Representatives with the Federal Transit Administration have told local officials involved with the Central Corridor project that construction of the extra stations may have to wait until after the project is up and running in 2014.
Activists say the apparent shift in the FTA's position is a major blow to their cause.
The fight for additional stops has been an ongoing symbol in the debate over the project. Project planners have placed some stations as far as a mile apart, prompting critics to charge that the project is neglecting the needs of low-income residents who live along the corridor and depend on transit.
But Nancy Homans, policy director for St. Paul Mayor Chris Coleman, said she's confident that the stops can be built during the four-year construction period that could begin as early as next summer. She called the recent discussions with the FTA a minor glitch.

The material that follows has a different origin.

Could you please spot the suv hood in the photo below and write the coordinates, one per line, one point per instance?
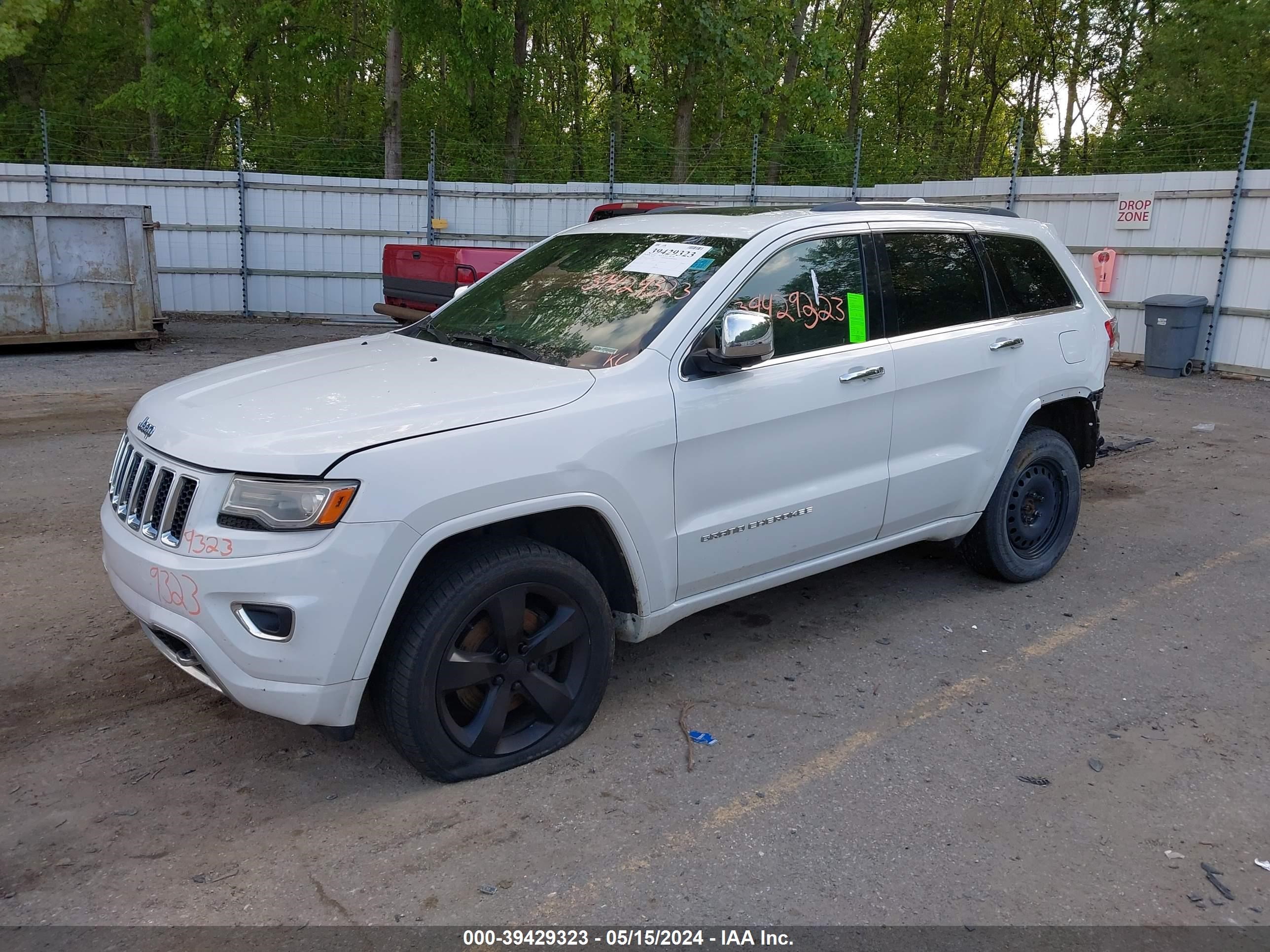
(298, 411)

"We didn't hear anything from the FTA that would indicate that they don't want to let us build the stations, or that they don't think the stations are a good idea," Homans said. "But there were concerns on how the timing would be worked out."

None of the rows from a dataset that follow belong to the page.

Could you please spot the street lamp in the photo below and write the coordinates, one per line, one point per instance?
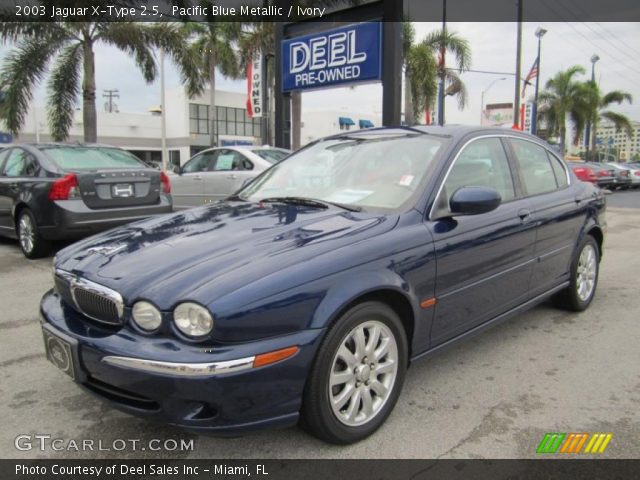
(587, 132)
(482, 96)
(534, 111)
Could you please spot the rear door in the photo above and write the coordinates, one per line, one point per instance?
(188, 187)
(484, 262)
(230, 169)
(108, 177)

Homans said the issue is whether the extra stations need to be included in the project's lengthy environmental review, which was approved by the FTA in August. Local officials believe they can conduct additional reviews on the extra stations later in the process.
So far, the city of St. Paul has agreed to pay for one of three proposed extra stops along the line linking Minneapolis and St. Paul.
A group dubbed the Stops for Us Coalition has been fighting for the extra stops. Nieeta Presley, a coalition member, said the recent discussions with the FTA caused her to lose faith in the prospect that the extra stations will ever be built. Presley is also part of a group that filed a complaint with the civil-rights division of the FTA over the proposed transit service.
Meanwhile, Central Corridor planners continue to meet with officials with the University of Minnesota over how to resolve the U's concerns over vibration and electromagnetic interference with its research facilities. The U sued the Metropolitan Council in September. Local officials say they expect to reach a resolution with the U by mid-November.